Neerlandia. Jaargang 102
(1998)– [tijdschrift] Neerlandia– Auteursrechtelijk beschermd
[pagina 12]
| |
‘Hij kent de kneepjes van het parlementaire vak als geen ander.(...) Hij heeft een duidelijke eigen kijk op wat gebeurt en op wat zou moeten gebeuren. Hij heeft geen schrik om met anderen van mening te verschillen. Niet om er een welles-nietesspelletje van te maken, maar om tot een echte dialoog te komen, om te zoeken naar wat er ondanks de verschillen toch gemeenschappelijk kan zijn.’ In deze zinnen gaat het over de ondervoorzitter van het Vlaams Parlement en gewezen burgemeester van de grensgemeente Essen, Herman Suykerbuyk. Ze komen uit de pen van minister-president Luc van den Brande en staan te lezen in zijn boek Ongewone tijden: open brief aan de Vlamingen (Lannoo, 1996).
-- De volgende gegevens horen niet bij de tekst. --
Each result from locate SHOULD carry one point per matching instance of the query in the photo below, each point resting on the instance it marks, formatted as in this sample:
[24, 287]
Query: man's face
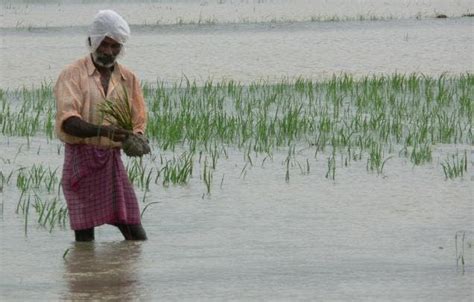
[107, 52]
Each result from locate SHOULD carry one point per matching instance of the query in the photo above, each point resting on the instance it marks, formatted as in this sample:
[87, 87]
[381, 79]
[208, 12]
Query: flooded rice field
[299, 152]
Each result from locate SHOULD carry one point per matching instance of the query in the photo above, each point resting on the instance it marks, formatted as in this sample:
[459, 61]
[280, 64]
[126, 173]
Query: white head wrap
[108, 23]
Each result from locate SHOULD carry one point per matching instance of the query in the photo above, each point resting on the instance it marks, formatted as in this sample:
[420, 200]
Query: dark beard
[103, 60]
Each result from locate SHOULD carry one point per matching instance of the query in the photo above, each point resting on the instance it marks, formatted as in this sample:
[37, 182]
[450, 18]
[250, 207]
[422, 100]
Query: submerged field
[302, 126]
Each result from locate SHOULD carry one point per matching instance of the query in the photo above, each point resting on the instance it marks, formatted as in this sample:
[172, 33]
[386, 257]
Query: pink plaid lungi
[97, 188]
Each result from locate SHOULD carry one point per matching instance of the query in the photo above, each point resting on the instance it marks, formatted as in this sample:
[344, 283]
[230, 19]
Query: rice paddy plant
[408, 112]
[178, 170]
[207, 175]
[455, 166]
[139, 174]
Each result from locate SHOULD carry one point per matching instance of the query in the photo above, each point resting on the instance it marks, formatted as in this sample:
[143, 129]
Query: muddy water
[240, 51]
[361, 237]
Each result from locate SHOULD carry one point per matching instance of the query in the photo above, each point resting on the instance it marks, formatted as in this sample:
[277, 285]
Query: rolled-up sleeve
[68, 97]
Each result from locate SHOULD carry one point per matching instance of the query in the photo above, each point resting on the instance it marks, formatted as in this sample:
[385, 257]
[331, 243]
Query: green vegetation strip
[373, 118]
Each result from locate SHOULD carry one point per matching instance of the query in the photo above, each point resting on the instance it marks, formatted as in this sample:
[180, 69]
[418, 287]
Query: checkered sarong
[97, 188]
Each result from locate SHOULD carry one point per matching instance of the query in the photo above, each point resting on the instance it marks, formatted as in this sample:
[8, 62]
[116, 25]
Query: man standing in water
[95, 183]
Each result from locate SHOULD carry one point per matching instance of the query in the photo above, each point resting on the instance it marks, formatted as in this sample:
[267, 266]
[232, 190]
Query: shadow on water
[102, 271]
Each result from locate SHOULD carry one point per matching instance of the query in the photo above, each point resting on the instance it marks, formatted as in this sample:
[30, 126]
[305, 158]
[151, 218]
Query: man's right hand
[114, 133]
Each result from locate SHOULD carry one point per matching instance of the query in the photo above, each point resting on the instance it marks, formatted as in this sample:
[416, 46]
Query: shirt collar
[91, 68]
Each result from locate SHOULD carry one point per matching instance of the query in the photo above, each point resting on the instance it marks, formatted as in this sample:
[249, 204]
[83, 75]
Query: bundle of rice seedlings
[118, 112]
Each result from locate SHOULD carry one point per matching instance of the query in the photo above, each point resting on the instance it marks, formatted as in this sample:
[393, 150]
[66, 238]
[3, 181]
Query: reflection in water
[103, 271]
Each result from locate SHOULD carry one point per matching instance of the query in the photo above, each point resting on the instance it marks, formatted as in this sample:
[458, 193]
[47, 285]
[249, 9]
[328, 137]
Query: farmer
[94, 180]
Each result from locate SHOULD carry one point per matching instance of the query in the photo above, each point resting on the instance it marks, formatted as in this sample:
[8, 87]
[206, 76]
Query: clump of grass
[455, 166]
[118, 111]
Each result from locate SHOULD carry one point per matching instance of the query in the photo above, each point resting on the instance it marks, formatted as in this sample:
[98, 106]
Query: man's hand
[114, 133]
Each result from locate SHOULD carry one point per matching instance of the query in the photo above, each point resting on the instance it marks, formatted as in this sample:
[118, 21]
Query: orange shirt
[78, 91]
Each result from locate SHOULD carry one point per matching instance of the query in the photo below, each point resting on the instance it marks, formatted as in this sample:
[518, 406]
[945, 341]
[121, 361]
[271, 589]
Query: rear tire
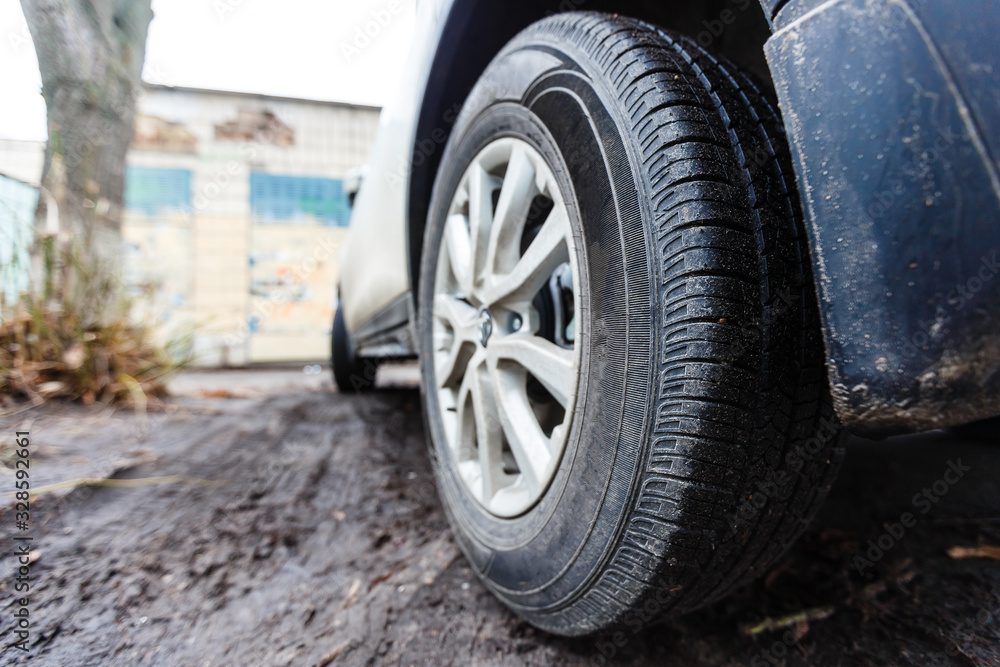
[350, 373]
[699, 434]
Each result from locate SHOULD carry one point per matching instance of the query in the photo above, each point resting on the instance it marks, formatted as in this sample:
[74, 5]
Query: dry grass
[46, 352]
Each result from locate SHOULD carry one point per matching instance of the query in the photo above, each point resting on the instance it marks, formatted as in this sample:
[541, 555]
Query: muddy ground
[321, 541]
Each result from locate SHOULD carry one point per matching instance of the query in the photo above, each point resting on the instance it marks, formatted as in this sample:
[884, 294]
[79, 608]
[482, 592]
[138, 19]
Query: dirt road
[321, 541]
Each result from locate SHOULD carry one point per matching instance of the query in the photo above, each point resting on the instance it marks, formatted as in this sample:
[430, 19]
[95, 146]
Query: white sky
[292, 48]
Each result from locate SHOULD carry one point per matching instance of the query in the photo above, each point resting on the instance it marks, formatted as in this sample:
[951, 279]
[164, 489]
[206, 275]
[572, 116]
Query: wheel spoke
[550, 364]
[504, 435]
[489, 435]
[459, 252]
[547, 251]
[527, 442]
[461, 317]
[512, 211]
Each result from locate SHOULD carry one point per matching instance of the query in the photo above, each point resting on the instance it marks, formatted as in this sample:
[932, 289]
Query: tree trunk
[90, 54]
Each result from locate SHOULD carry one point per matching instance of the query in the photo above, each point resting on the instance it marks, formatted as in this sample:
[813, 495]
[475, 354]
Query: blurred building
[235, 208]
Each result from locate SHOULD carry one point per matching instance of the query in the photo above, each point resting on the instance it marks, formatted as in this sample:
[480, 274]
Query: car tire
[351, 374]
[987, 430]
[696, 438]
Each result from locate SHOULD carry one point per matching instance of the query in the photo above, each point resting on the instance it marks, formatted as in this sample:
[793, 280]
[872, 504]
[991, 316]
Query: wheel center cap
[485, 326]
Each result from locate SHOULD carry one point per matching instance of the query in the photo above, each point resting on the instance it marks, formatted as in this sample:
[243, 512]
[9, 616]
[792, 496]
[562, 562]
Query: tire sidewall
[547, 556]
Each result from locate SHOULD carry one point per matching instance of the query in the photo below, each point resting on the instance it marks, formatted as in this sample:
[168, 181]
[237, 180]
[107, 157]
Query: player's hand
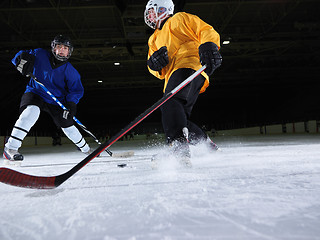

Op 10 oktober 1998 wordt in de Handelsbeurs in Antwerpen een academische zitting gehouden n.a.v. dertig jaar politieke bedrijvigheid van Suykerbuyk. Bij die gelegenheid verschijnt het Festschrift’ ‘Ogen op de rug’ - ooit de titel van een boekje van A. den Doolaard. In zijn brieven plaatst Suykerbuyk onder zijn naam: ‘Vlaams volksvertegenwoordiger’. Journalist Derk Jan Eppink noemde hem eens ‘de flamingant van dienst’ bij de CVP. Suykerbuyk heeft zich altijd ingezet voor de samenwerking tussen Nederland en Vlaanderen. Hij is lid van het hoofdbestuur van het ANV en voorzitter van de ANV-werkgroep ‘Grensverkeer’. ● Guido Logie | |
[pagina 13]
| |
Achteraf is 't makkelijker praten, zegt Herman Suykerbuyck, Vertrekkend bij het begin van zijn politieke carrière in 1968, toen hij uiteraard nog slechts kon dromen van een Vlaams Parlement, komen we bij het Egmontpact van 1977 terecht. H. Suykerbuyk: ‘Op bepaalde punten ging dat pact vrij ver, dat vergeet men soms. Men begreep al vlug dat de zwakte van het Egmontpact lag in de beslissingen die men nam i.v.m. de Brusselse Rand. Het inschrijvingsrecht, de zogenaamde Egmontgemeenten. De faciliteiten bleven, ze zouden niet versterkt worden. Voor het Front des Francophones, dat toen in volle glorie in de coalitie zat, was dit al een grote toegeving. Een aantal gemeenten in Vlaams-Brabant werd “begiftigd” met het inschrijvingsrecht: de Franstaligen konden van de faciliteiten genieten die de anderen hadden. Het was ook tijdelijk, maar we weten nu naderhand wat tijdelijk betekent. De zwakte zat ook in Brussel zelf. Men was tot op een bepaald niveau tot goede afspraken gekomen, maar men heeft toen - en nu nog niet - een vertegenwoordiging op het lokale vlak kunnen bereiken. Wat men toen zei, moet men nu nog altijd zeggen: de eigenlijke macht in Brussel ligt voor een groot gedeelte in de handen van de negentien burgermeesters met hun negentien administraties. De Vlaamse Beweging heeft een grote rol gespeeld in het kelderen van het Egmontpact.’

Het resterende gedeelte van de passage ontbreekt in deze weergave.